The Queen’s Gold Medal for Poetry 2009

Published

THE FOLLOWING STATEMENT IS ISSUED BY THE PRESS SECRETARY TO THE QUEEN

The Queen’s Gold Medal for Poetry 2009

The Queen has approved the award of Her Majesty’s Gold Medal for Poetry for the year 2009 to Don Paterson.

 

Biography

Don Paterson was born in 1963 and spent his early years in Dundee. After working as a professional musician and composer he was appointed Creative Writing Fellow in the English faculty at the University of St Andrews. In addition he is Poetry Editor at Picador (an imprint of the publishers Pan Macmillan), and has written five collections of poetry, Nil Nil (1993), God's Gift to Women (1997) - winner of both the T. S. Eliot Prize and the Geoffrey Faber Memorial Prize, The Eyes (1999), Landing Light (2003), which won both the T. S. Eliot Prize and the Whitbread Prize for Poetry, and Rain, published to considerable acclaim by Faber, and winner of the Forward Prize for Best Collection in 2009. Mr Paterson was appointed OBE in the 2008 Birthday Honours, and is a Fellow of the Royal Society of Literature.



History of the Gold Medal for Poetry



The Gold Medal for Poetry was instituted by King George V in 1933 at the suggestion of the then Poet Laureate, John Masefield. Recommendations for the award of the Medal are made by a committee of eminent men and women of letters, selected by the Poet Laureate (Carol Ann Duffy).

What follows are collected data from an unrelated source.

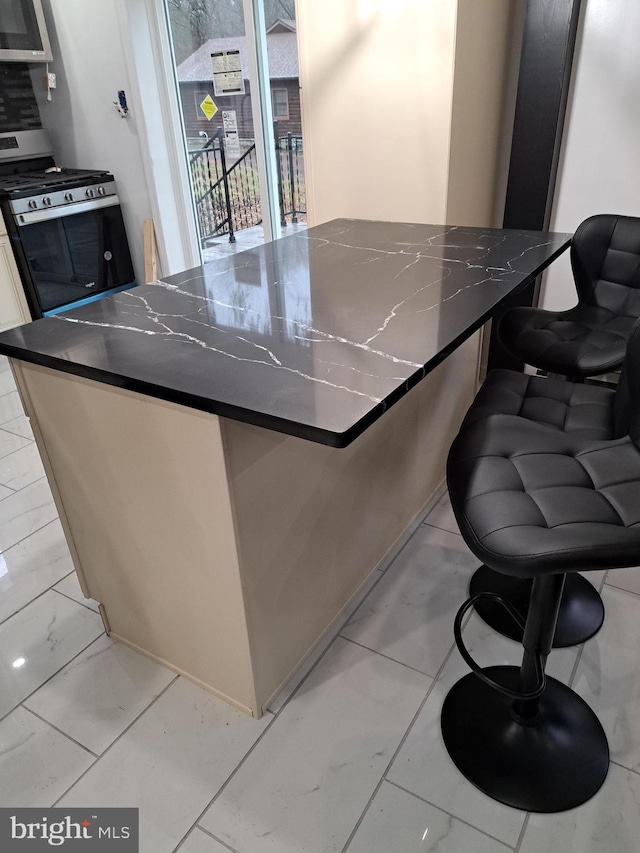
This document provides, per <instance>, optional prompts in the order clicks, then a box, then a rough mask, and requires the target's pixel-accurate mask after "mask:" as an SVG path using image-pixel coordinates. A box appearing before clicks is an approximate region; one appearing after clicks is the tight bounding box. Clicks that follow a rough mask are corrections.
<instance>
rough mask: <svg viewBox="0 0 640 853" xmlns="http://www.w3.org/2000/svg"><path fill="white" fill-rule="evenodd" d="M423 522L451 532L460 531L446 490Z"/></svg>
mask: <svg viewBox="0 0 640 853" xmlns="http://www.w3.org/2000/svg"><path fill="white" fill-rule="evenodd" d="M424 523H425V524H430V525H432V526H433V527H440V528H441V529H442V530H449V531H450V532H451V533H460V528H459V527H458V523H457V521H456V519H455V516H454V514H453V510H452V509H451V501H450V500H449V493H448V492H445V493H444V495H443V496H442V497H441V498H440V500H439V501H438V503H437V504H436V505H435V506H434V508H433V509H432V510H431V512H430V513H429V515H428V516H427V517H426V518H425V520H424Z"/></svg>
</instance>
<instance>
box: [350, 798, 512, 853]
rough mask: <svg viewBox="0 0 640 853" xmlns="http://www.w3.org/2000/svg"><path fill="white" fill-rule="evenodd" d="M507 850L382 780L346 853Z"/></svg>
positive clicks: (423, 801)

The Medal is awarded for excellence in poetry, on the basis either of a body of work over several years, or for an outstanding poetry collection issued during the year of the award. The poems will have been published. The poet will be from the United Kingdom or a Commonwealth realm. The obverse of the medal bears the crowned effigy of The Queen. The idea of the reverse, which was designed by the late Edmund Dulac, is “Truth is emerging from her well and holding in her right hand the divine flame of inspiration – Beauty is Truth and Truth Beauty”.